Колдуна немного шатало после столь выматывающего представления, он вытер со лба пот и уселся на один камень с Илиасом, благо места хватило бы и на пятерых.
— Хороший сегодня денёк, не находите? — Спросил колдун, устраиваясь на сыром от утренней росы булыжнике.
«Хм, он хочет со мной поговорить… Но зачем? Из-за того, что я всё видел? Навряд ли, будь дело в трупах, он бы давно меня прикончил. Не отвечать — не вежливо, но и притворяться, будто ничего не было, тоже глупо…»
— Не утруждай себя излишними размышлениями на мой счёт друг, я не причиню зла. Просто решил начать разговор с традиционной фразы. Мне казалось у вас в Иннире так приято? Давай же пожмём ноги в знак знакомства!
— Да, такой обычай действительно есть, он негласен и соблюдается исключительно из-за нежелания людей обновлять свой стандартный набор фраз для приветствия. Я же не вижу в неформальном начале разговора ничего столь важного, чтобы придавать этой традиции хоть какое-то внимание. Однако я не удивлен, что вы прочитали мои мысли уважаемый, для магов это, скорее всего, обычное дело, но впредь прошу спрашивать напрямую разрешения. Да, денёк неплох.
— Прошу извинить старого дурака, залезать в чужие мысли это верх неприличия, просто ваша голова особенная, вы думаете не только о работе и еде!
— Это комплимент? Верно всё же комплимент. Благодарю. — Илиас чуть шевелил губами, когда говорил. Речь его была тихая и текучая: слова плавно выскальзывали из губ, растворяясь в воздухе.
— Был я в вашей светлой голове недолго, но отметил, что мне не удалось увидеть все мысли сразу. Видите ли, в разуме обычного человека всё чётко и структурированно: мысли о семье в одном месте, о службе в другом, и так со всеми мыслительными процессами. В вашей же голове царит полный хаос! Никакой системы или же упорядоченности! Вы как помойное ведро с разнообразным мусором внутри! Это воистину удивительно и невероятно! — Колдун говорил возбуждённо, думая, что хвалит поэта.
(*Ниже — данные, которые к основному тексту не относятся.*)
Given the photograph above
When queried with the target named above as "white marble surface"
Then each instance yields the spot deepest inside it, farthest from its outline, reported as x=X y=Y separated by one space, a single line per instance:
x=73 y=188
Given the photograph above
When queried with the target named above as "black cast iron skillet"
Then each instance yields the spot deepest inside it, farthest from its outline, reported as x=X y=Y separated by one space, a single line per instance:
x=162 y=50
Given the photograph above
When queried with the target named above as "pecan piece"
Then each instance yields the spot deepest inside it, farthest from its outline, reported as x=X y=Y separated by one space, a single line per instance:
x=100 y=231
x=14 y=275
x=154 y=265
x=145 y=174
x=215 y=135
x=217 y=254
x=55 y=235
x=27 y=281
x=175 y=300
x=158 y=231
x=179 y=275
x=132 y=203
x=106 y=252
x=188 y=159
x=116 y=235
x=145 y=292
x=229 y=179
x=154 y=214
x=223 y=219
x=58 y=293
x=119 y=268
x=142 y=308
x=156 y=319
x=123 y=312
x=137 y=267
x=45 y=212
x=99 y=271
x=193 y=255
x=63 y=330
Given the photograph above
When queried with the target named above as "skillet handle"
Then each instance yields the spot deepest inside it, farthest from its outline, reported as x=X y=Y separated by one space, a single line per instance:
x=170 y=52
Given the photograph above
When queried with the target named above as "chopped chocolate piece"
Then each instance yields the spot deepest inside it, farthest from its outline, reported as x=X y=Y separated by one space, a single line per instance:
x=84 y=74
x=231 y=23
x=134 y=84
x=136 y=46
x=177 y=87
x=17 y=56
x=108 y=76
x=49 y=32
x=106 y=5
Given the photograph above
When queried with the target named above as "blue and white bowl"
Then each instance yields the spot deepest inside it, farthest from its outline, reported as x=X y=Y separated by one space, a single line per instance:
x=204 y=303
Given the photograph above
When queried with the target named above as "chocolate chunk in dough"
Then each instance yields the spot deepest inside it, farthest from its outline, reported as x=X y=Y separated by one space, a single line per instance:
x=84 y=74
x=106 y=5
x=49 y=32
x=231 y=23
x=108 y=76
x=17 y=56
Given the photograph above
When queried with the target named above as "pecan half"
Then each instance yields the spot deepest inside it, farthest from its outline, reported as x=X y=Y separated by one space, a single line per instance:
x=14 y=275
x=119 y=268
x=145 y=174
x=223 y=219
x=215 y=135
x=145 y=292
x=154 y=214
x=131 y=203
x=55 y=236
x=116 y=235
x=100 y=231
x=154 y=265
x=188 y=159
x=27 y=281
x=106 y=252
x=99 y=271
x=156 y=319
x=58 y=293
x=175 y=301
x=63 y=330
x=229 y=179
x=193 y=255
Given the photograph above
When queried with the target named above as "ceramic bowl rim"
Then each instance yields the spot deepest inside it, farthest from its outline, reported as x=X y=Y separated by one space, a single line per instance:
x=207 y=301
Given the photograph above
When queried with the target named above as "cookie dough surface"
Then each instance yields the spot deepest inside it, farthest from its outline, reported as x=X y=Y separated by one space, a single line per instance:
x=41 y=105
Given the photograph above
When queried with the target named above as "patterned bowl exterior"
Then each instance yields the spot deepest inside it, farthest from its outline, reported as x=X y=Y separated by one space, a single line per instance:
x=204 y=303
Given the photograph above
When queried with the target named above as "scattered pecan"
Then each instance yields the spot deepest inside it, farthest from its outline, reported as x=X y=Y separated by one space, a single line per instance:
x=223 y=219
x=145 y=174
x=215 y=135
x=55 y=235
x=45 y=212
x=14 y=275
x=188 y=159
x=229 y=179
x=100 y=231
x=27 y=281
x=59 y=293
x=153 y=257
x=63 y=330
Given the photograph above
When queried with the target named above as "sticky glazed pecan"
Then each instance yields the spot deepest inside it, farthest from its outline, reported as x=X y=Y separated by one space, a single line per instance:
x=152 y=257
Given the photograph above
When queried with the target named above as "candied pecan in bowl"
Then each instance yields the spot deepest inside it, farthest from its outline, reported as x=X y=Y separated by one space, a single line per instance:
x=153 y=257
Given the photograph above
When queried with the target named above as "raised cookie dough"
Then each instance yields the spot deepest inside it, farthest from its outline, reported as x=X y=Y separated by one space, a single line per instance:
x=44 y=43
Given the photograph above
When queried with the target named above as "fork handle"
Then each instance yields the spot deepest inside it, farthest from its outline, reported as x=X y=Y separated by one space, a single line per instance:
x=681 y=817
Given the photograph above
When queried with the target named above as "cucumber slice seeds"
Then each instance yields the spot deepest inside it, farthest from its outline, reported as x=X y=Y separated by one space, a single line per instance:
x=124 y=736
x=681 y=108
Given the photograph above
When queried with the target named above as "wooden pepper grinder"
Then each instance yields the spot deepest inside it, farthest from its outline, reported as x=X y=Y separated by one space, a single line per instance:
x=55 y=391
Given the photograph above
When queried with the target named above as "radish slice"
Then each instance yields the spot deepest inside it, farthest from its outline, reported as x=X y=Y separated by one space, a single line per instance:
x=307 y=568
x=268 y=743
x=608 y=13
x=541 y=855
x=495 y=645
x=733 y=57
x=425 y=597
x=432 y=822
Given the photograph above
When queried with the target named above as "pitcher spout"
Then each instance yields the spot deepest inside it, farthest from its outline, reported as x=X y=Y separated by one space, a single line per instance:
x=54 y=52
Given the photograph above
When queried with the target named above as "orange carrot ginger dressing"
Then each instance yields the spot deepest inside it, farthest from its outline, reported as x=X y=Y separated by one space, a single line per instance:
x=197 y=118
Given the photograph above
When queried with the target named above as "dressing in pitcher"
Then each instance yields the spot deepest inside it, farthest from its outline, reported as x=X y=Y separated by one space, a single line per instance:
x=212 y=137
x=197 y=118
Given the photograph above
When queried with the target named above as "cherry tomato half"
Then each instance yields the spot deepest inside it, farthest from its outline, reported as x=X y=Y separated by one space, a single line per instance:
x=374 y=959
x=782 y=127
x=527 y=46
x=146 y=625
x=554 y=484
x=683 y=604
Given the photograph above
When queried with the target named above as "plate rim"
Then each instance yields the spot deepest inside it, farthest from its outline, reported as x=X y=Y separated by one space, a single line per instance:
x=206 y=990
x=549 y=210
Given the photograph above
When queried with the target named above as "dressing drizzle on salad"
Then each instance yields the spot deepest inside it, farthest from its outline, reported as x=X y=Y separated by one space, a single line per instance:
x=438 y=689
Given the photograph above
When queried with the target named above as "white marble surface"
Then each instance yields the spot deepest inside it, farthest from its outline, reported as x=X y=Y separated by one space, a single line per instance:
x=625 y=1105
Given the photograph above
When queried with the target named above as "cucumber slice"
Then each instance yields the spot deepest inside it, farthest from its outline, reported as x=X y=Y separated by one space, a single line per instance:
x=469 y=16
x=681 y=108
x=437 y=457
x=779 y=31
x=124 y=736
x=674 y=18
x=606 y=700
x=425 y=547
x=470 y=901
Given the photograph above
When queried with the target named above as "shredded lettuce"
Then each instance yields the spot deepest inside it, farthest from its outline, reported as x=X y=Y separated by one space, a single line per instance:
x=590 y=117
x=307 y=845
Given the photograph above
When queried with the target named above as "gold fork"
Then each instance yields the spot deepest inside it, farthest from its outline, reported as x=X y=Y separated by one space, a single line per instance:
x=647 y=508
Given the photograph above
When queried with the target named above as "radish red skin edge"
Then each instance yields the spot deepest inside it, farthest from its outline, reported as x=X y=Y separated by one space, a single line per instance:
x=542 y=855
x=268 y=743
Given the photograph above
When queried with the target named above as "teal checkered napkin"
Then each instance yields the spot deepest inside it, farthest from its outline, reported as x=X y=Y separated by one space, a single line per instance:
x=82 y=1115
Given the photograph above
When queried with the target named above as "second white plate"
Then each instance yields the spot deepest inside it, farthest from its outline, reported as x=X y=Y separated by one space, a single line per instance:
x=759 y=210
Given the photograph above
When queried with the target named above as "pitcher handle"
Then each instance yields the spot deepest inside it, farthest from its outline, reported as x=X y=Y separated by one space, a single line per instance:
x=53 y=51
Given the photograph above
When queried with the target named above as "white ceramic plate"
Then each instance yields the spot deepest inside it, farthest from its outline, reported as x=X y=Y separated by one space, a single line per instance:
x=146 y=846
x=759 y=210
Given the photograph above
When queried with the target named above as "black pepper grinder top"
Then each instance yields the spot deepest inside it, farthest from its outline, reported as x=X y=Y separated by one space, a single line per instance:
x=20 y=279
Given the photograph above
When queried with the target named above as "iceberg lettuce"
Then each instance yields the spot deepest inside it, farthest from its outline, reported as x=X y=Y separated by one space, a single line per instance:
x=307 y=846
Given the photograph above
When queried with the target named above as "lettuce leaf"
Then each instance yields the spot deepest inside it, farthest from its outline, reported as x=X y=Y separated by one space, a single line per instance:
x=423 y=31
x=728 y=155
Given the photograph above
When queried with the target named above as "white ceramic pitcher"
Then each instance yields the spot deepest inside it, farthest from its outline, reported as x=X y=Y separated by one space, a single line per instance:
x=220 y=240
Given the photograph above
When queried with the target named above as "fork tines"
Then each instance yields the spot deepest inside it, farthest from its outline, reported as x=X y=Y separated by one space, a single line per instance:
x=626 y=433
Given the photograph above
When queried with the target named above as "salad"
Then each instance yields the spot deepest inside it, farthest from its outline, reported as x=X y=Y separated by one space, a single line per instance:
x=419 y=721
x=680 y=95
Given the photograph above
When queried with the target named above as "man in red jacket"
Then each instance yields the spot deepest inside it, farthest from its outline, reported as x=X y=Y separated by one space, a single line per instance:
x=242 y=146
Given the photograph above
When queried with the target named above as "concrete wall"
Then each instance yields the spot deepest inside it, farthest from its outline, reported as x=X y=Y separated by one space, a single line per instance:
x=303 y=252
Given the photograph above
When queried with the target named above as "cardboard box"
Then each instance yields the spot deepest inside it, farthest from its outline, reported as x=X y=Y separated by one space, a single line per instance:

Илиас засмеялся во весь голос, смех у него был странный, похожий на скрип, он резал слух и вызывал желание поскорее умереть, как будто плохим мелом учитель скребёт по доске и железкой по панцирю водят одновременно.
— О боги, никогда меня так приятно не оскорбляли! Простите за бестактность, просто никто раньше с таким восторгом мне не говорил о моей голове!
— Ничего, смеяться полезно. Скажу честно, мне не нравится говорить так, будто мы на приёме у короля и нам в любой момент могут отсечь головы. Может на «ты»?
Илиас отложил окончательно бумагу и пожал плечами.
— Никогда не любил излишние приличия.
— Хорошо, тогда скажи мне о бездонное ведро светлых идей, как тебя зовут?
— А какое это имеет значение? Разве имя что-то говорит о человеке? Неужели глупый устой мешал нам мило беседовать раньше? К тому же ты был у меня в голове. Ты знаешь моё имя
— Устой не мешал, и с головой ты верно подметил, всё же хотелось соблюсти приличия. Представь, какой-то человек не спал ночей, придумывал эти правила, а мы так просто отказываемся от его трудов! Именно поэтому я представлюсь — Борян Аль Баян, чародей издалека. — Колдун встал с камня и поклонился, предварительно сняв тюрбан.
— Ну, раз уж ты сказал… Я Илиас, Тассорский поэт. Я хочу задать бестактный вопрос Борян.
— Если ты предупредил мне об этом, то вопрос уже не так бестактен. Как если бы вор перед кражей вежливо уведомлял бедного прохожего о своих намереньях. «Уважаемый сударь, не соблаговолите ли вы стать невольным участником такого замечательно действа как кража?»
— Я считаю, что все приличия глупы, почему я должен улыбаться человеку, который мне противен?! Я хочу сказать ему, что он урод, и я сделаю это! Почему это осуждается?!
Борян Аль Баян принял важный вид и на одном дыхании выпалил цитату из какой-то книги.